And yet . . . call me perverse, but I still find myself hoping that there will be a second series, if only to annoy the dick-head, smart-arse TV columnist in this morning’s on-line Guardian who managed to post a trite, sarcastic review of the final episode five minutes before it ended. By the way, if any of the idiots who have so far commented on his blog switch their attention to mine, I will send Jack and his XPs to hunt them down and kill them.
You are the only person I know who has a Kindle, and I’m definitely toying. It won’t stop me buying the books, but it will stop me buying the hardback and then lugging it to and from work. I’ll happily read for 6-7 hours a day, and the Kindle screen seems eye-friendly enough for me to carry on doing that, and it has to be a damn sight easier carrying it to and from work and on the train and so on. But please tell me – is it worth it?
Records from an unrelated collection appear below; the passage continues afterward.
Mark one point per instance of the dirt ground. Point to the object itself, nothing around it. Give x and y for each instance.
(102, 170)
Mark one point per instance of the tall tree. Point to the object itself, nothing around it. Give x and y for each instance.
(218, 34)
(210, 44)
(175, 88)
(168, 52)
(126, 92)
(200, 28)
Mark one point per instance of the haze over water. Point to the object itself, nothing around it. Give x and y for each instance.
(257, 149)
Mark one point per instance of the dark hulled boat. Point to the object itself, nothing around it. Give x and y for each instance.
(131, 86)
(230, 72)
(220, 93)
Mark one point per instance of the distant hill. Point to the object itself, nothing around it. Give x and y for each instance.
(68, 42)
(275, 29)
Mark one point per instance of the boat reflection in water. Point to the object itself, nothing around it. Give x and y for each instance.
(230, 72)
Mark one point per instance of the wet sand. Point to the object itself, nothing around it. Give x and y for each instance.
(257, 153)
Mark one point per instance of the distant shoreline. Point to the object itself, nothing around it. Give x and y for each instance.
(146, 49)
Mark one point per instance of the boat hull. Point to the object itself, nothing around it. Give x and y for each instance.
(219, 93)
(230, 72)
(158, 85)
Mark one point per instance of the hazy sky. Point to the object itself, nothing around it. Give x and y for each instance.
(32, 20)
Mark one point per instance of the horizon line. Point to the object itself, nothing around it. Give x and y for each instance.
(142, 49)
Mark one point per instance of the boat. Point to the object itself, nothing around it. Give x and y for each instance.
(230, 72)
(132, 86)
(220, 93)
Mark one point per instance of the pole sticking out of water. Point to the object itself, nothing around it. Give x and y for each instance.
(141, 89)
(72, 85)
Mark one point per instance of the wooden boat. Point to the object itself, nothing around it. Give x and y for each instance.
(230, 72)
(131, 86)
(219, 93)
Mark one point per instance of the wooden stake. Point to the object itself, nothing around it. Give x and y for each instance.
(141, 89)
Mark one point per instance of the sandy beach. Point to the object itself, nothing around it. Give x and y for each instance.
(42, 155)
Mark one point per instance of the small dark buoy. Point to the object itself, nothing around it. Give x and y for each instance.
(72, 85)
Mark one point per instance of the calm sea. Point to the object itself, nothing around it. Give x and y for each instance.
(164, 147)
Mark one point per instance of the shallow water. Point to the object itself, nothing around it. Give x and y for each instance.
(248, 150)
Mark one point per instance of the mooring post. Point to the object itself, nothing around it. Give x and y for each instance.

Does it do the job? (And bearing in mind I’m wi-fi less, does it download simply by plugging the Kindle into the PC and pressing the appropriate button?)
Sorry for intruding, but I’d be really interested to have your thoughts on this.
It does the job, and the screen is definitely eye-friendly. A pleasant reading experience. However, if you’re a wifi free zone, you’d pretty much have to buy the more expensive 3G version. That does what it says on the tin; books download very quickly, (you buy ’em, Amazon sends ’em) you don’t have to add a SIM card or have a 3G package with O2 etc, as you do with an iPad, plus you can transfer your own documents to it pretty easily, for a very small charge. I’m talking pennies here. With such an expensive piece of kit, you have to be a little careful, but no more than with your Blackberry or iPhone.